According to Chinese historical records, the Champa kingdom was established at the end of the second century CE (c. 192). Because of their strategic location along the coast of what is now central Vietnam, the Champa became middlemen in both overland and sea trade between East and South Asia as well as the Hinduized states of Southeast Asia. The Cham occupied estuaries to build well-located ports that were active in the South China Sea trade route. The rich forest resources of this land also made Champa prosperous; for centuries the Cham exported luxury products such as eaglewood, cinnamon, rhinoceros horn, ivory, rare animals, and spices to Arabian and Chinese merchants.

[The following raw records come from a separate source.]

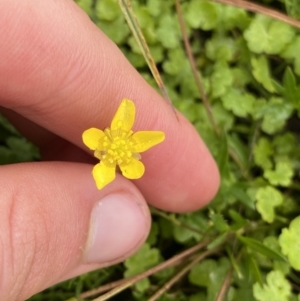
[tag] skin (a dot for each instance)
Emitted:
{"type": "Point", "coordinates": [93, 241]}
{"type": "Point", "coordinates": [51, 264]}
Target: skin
{"type": "Point", "coordinates": [60, 75]}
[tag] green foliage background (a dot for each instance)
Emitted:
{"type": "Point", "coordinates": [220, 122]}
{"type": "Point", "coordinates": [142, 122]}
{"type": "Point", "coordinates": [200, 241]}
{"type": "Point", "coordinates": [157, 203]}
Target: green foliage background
{"type": "Point", "coordinates": [250, 66]}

As a result of trade interaction with the Javanese and Khmer from the tenth century onward, the Cham adapted the cults of dikpalakas (gods of directions) from Javanese art (Indonesia) and those of navagrahas (gods of seven or nine planets) from Khmer art (Cambodia). These are represented in the temple-tower groups of complexes of My Son A and B; these gods were worshiped in the small temples erected around the main ones (kalan in the Cham language), which made My Son a unique Hindu sanctuary in a region teeming with Sivaite iconographies.

From the point of view of art history, each work of Hindu art in Southeast Asia formed its own characteristics from the typical artistic vocabularies of localized Hindu traditional art of the Indian subcontinent. Significantly, from the eighth century onward, when the economics of the region fully developed through engagement in maritime trade, these ancient states lost their direct connections with those artistic traditions. Southeast Asian arts then had to rely on regional exchange of Hindu temple structural techniques and iconographical features to create their own visual languages distinct from those of Indian art. The compelling results of these exchanges can be found in My Son sanctuary.